El año del nacimiento de Cristo.

Si nos hemos preguntado por la estrella de Belén, es bueno preguntarse por el año en el que nació Cristo y a eso vamos a dedicar estas líneas. San Lucas, un evangelista que era un médico de amplia cultura helenística y buen observador de la realidad que le tocó vivir, habla del empadronamiento de Quirino, gobernador de Siria, que se lleva a cabo para hacer realidad el plan político de facilitar el control de la población. Este censo, sobre el que se ha discutido mucho, debe situarse en torno a los años 6 y 7 antes de Cristo, es decir antes del que suponemos año cero y por tanto nacimiento de Cristo. Esto nos llevaría a adelantar en siete años el del nacimiento de Jesús, cuestión que no nos viene mal si aceptamos la tesis de Kepler explicando que la conjunción de los cometas –la causante de la estrella de Belén- aconteció el año 7 antes de nuestra Era. Coincidencia singular que podría llevarnos a aceptar que celebramos el nacimiento del Salvador siete años después del momento en el que debió de ocurrir. Por otra parte, el famoso y perverso rey Herodes murió el año 4 antes de Cristo, cuestión que nos confirma las suposiciones planteadas por los propios estudiosos del tema en el seno de la Iglesia Católica. No hay que dejar en saco roto la cita de Mateo que habla de que el Salvador nació en el reinado de Herodes. A nadie se le esconde que esta cuestión es ciertamente compleja, pero a nadie debe ocultársele que los propios Padres de la Iglesia han mantenido en el tiempo diferencias notables sobre estos años. Tertuliano pensaba que sobre el año 2 antes de Cristo, Ireneo opinaba que sobre el año 7 antes de Cristo, Eusebio sobre el año 3 antes de Cristo y Clemente Alejandrino sobre el 2 antes de Cristo.

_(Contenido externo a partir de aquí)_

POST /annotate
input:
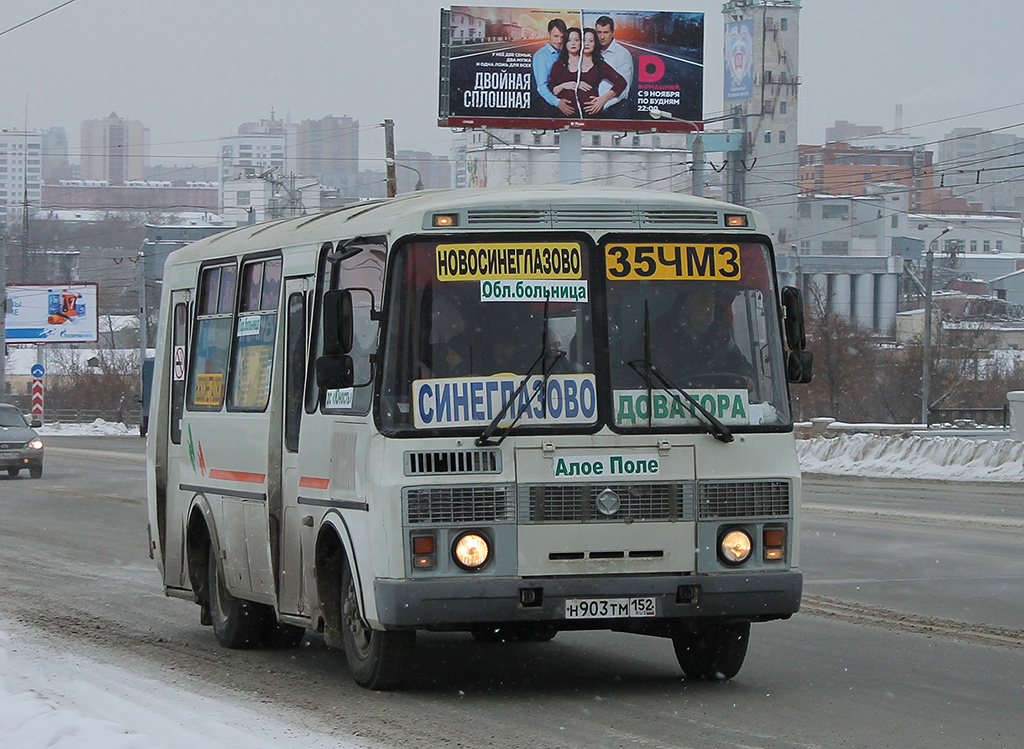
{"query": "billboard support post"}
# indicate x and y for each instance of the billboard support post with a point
(569, 156)
(3, 316)
(392, 175)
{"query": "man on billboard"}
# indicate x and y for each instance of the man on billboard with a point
(620, 58)
(544, 60)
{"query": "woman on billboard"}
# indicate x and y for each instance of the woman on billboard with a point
(579, 72)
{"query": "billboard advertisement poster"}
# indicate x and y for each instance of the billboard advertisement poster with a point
(52, 314)
(738, 59)
(610, 70)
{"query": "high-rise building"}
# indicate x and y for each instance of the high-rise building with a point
(114, 150)
(762, 82)
(20, 177)
(257, 148)
(54, 155)
(329, 149)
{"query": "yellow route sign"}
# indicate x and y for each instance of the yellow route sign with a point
(697, 261)
(487, 261)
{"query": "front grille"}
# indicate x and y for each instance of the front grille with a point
(448, 462)
(591, 217)
(742, 499)
(577, 502)
(507, 217)
(425, 505)
(674, 217)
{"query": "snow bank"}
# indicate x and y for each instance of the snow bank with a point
(948, 458)
(53, 700)
(94, 428)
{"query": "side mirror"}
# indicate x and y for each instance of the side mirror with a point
(793, 318)
(335, 372)
(800, 367)
(337, 322)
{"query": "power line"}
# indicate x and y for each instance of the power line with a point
(36, 17)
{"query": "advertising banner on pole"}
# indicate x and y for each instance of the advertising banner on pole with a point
(738, 59)
(52, 314)
(608, 70)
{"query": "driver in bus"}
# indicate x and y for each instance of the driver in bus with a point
(700, 324)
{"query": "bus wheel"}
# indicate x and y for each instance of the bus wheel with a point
(714, 652)
(377, 659)
(237, 623)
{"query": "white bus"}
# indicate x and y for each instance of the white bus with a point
(507, 412)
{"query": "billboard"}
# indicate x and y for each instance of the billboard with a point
(54, 314)
(738, 59)
(606, 70)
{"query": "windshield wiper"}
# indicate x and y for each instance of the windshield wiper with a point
(715, 427)
(484, 439)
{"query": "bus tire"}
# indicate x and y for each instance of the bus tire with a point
(713, 652)
(237, 623)
(377, 659)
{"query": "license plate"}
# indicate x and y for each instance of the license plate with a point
(609, 608)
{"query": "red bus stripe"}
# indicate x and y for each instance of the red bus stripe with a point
(238, 475)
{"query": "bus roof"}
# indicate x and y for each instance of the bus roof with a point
(562, 207)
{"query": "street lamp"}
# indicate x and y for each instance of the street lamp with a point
(926, 372)
(419, 177)
(697, 180)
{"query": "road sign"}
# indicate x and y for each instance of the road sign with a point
(37, 397)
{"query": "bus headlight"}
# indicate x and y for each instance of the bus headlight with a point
(734, 546)
(471, 551)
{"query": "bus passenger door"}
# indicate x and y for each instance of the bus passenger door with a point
(297, 539)
(176, 500)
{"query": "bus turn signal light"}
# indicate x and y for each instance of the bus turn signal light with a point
(423, 552)
(774, 543)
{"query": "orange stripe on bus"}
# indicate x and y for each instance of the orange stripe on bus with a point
(238, 475)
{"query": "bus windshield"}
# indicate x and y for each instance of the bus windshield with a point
(692, 337)
(482, 324)
(693, 322)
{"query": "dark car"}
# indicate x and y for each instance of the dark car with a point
(19, 445)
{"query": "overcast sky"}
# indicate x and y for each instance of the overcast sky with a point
(193, 70)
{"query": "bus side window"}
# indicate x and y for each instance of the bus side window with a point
(255, 335)
(179, 344)
(212, 341)
(295, 369)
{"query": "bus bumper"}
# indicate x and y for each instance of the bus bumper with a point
(456, 604)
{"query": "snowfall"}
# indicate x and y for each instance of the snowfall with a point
(53, 700)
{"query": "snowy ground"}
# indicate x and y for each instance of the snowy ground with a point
(55, 700)
(52, 700)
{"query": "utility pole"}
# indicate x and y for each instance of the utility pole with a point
(392, 175)
(697, 152)
(143, 323)
(926, 370)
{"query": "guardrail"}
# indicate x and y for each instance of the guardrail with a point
(991, 417)
(87, 416)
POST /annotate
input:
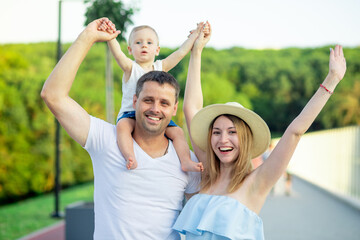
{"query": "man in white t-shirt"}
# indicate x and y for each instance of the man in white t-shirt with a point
(138, 204)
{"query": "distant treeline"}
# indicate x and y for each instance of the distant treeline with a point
(274, 83)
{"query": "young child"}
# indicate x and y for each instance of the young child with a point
(143, 44)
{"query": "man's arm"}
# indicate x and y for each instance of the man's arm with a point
(193, 98)
(122, 60)
(74, 119)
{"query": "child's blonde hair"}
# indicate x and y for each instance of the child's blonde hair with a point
(138, 28)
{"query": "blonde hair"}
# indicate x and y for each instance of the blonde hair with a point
(241, 166)
(141, 27)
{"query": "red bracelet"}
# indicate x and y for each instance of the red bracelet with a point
(331, 92)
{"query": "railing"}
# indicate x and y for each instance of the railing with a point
(330, 159)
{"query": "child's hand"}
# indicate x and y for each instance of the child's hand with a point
(206, 29)
(337, 63)
(107, 26)
(195, 32)
(203, 39)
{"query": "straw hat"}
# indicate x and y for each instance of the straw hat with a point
(201, 122)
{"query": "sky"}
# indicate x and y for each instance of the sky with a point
(254, 24)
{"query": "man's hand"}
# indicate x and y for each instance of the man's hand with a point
(93, 34)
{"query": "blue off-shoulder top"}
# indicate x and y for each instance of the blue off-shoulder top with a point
(216, 217)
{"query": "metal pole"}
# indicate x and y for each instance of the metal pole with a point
(57, 186)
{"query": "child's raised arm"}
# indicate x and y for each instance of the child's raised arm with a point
(173, 59)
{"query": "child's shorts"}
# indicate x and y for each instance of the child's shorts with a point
(131, 114)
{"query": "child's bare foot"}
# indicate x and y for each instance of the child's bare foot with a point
(131, 163)
(190, 166)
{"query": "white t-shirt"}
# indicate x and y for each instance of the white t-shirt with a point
(135, 204)
(129, 87)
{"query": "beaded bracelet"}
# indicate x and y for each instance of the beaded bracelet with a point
(331, 92)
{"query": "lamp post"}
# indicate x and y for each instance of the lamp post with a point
(56, 213)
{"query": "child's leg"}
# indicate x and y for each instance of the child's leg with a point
(124, 128)
(176, 134)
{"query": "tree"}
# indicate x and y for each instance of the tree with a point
(121, 17)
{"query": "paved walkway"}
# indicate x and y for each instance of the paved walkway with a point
(307, 214)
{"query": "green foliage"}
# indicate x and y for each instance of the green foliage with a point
(274, 83)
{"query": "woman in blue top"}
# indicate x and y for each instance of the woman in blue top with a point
(225, 137)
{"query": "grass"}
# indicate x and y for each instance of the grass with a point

Como ve, hay para todos los gustos, pero todos ellos girando en torno a ese año 0 en el que contaban 754 de la fundación de la ciudad de Roma. Como imagen compartimos el Nacimiento pintado por Giotto, en el año 1304. donde pinta una estrella que está inspirada en el cometa Halley que vio en 1301 el propio Giotto. Por cierto, este cometa pasó en el año 12 antes de Cristo, unos años antes de la escena de Belén.